And now that she knew Anne's sordid and shameful secret, she had a power, an influence over her such as none other possessed, and could restrain her and bring her to some reason when all else had failed. The Prince might entreat his wife to appear on some state occasion, and she would rudely refuse; but when Rénèe insisted, she would suffer herself to be attired and go.
So with a sigh Rénèe relinquished her fleeting dreams of freedom and a sane, wholesome life among her own people.
As she moved further into the city she felt with overmastering pain how lonely she was, how unutterably lonely; all the companies she passed—women together, families, men with their wives and sisters—emphasized the terrible feeling of her loneliness.
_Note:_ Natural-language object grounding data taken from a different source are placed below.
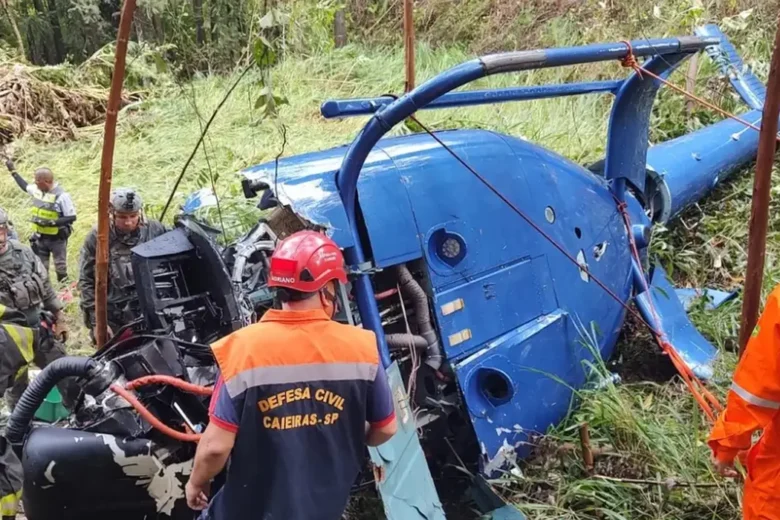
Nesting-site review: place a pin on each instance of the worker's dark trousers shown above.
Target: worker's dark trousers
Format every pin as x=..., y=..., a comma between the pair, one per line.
x=57, y=247
x=43, y=354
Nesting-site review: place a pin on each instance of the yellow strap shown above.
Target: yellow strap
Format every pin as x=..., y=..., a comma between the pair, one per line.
x=23, y=337
x=9, y=504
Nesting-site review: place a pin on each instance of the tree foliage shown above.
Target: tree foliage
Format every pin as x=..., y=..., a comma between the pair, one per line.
x=199, y=35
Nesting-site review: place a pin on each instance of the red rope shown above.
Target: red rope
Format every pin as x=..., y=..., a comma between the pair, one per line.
x=694, y=384
x=704, y=397
x=630, y=62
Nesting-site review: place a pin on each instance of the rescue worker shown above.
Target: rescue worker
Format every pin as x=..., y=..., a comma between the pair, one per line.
x=752, y=404
x=24, y=285
x=53, y=215
x=128, y=229
x=16, y=352
x=298, y=398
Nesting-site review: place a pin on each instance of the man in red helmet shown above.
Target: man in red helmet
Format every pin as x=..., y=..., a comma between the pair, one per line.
x=298, y=398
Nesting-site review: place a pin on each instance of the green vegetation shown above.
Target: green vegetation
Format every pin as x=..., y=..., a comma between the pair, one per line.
x=651, y=431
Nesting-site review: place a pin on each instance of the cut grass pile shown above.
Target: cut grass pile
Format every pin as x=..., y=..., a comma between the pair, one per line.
x=654, y=429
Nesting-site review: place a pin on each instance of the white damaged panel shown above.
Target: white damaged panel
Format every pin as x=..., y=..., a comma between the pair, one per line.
x=163, y=483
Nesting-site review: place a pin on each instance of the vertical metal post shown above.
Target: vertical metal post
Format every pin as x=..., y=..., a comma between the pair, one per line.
x=409, y=44
x=106, y=165
x=690, y=82
x=759, y=213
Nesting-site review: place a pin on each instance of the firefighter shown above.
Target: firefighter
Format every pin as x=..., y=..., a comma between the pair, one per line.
x=298, y=398
x=17, y=342
x=128, y=228
x=752, y=405
x=53, y=215
x=24, y=285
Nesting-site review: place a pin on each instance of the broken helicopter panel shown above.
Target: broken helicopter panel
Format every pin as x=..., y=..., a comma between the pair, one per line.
x=478, y=313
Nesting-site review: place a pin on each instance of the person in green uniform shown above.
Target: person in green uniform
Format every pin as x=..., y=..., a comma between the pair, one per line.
x=53, y=215
x=25, y=286
x=128, y=229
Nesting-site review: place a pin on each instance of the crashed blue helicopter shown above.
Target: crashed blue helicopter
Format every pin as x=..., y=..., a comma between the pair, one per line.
x=478, y=217
x=477, y=259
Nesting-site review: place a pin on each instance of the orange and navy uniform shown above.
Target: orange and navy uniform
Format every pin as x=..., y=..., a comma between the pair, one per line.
x=297, y=389
x=753, y=404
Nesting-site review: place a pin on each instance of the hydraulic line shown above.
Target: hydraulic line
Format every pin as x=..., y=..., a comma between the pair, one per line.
x=169, y=380
x=156, y=423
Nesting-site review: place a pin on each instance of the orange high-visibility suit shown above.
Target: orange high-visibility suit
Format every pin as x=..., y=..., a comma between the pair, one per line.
x=753, y=404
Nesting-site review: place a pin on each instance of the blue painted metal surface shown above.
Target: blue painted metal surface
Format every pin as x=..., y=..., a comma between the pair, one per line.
x=688, y=167
x=357, y=107
x=515, y=342
x=725, y=55
x=675, y=325
x=629, y=125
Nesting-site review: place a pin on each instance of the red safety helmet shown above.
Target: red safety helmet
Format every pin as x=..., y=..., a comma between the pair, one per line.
x=305, y=261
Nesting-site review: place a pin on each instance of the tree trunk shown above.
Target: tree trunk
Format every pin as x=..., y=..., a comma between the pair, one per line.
x=340, y=29
x=197, y=8
x=214, y=20
x=54, y=20
x=9, y=11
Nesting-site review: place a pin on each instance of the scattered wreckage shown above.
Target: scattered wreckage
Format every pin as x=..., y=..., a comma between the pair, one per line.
x=476, y=257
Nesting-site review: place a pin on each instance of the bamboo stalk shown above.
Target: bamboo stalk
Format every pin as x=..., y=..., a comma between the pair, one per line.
x=587, y=452
x=106, y=170
x=759, y=210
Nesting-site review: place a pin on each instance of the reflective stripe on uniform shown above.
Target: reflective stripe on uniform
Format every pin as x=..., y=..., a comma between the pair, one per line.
x=754, y=399
x=9, y=504
x=282, y=374
x=23, y=337
x=45, y=209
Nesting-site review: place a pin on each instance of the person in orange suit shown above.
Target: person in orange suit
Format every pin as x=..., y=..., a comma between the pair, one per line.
x=753, y=404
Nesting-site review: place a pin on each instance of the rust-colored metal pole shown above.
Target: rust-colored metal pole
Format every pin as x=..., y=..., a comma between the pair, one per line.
x=759, y=213
x=106, y=166
x=409, y=43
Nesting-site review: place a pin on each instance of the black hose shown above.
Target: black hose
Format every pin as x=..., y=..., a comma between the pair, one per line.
x=411, y=289
x=405, y=341
x=33, y=396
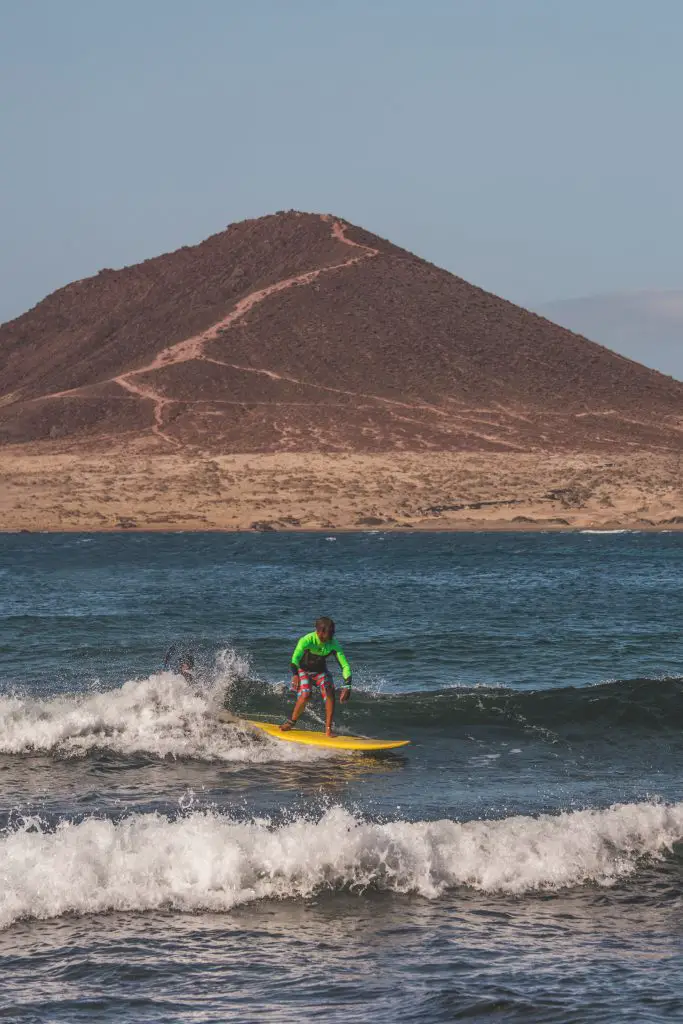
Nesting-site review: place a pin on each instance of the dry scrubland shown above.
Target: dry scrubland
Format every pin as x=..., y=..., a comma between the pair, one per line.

If it had not been for Philip and the Holy Inquisition, her life would not have been broken, her heart seared; she would have been as one of these; she would have had parents, money, position, friends, probably a lover—in a word, happiness.
Then she remembered that she was only one of thousands left desolate—perhaps more desolate than she was; fifty thousand, she had heard, had died under the Inquisition and the Edicts, and how many aching, maddened hearts had each of these deaths left behind? Rénèe felt rebuked in her complaint of her loneliness; she shuddered as she went down the hill to the church of Ste Gudule—shuddered though the spring breezes were soft and the spring sun warm.
On the steps of the church she paused and looked down at the city lying in the hollow of the hills, all the spires and vanes of the Town Hall and the palace, of the various guilds in the market-place rising delicate and erect into the pale and pure sky, while on all the irregular tumbled-looking roofs and gables the sun changed lead to gold and casement glass to diamonds.
She turned, lifted the heavy curtain at the low door in the greater door, and entered the church whose twin towers she had watched so constantly that they had come to mean to her the Papist power which dominated the land.
She had not been in a Romish church since she was a child and had crept into the great church of St. Baron at Ghent. She had not meant to enter this now, but a fascinated sense of horror drew her on—horror because she could not regard this faith with toleration; it stood to her for an epitome of idolatry, cruelty, wickedness, oppression, and uncharitableness.
She was not a Protestant by chance; her whole nature detested the Church of Rome. She stepped forward into the gloom, pulling her hood further over her eyes.
At first she could distinguish nothing but the seven thick wax candles burning on the altar and the red lamps flickering their eternal light before the shrines.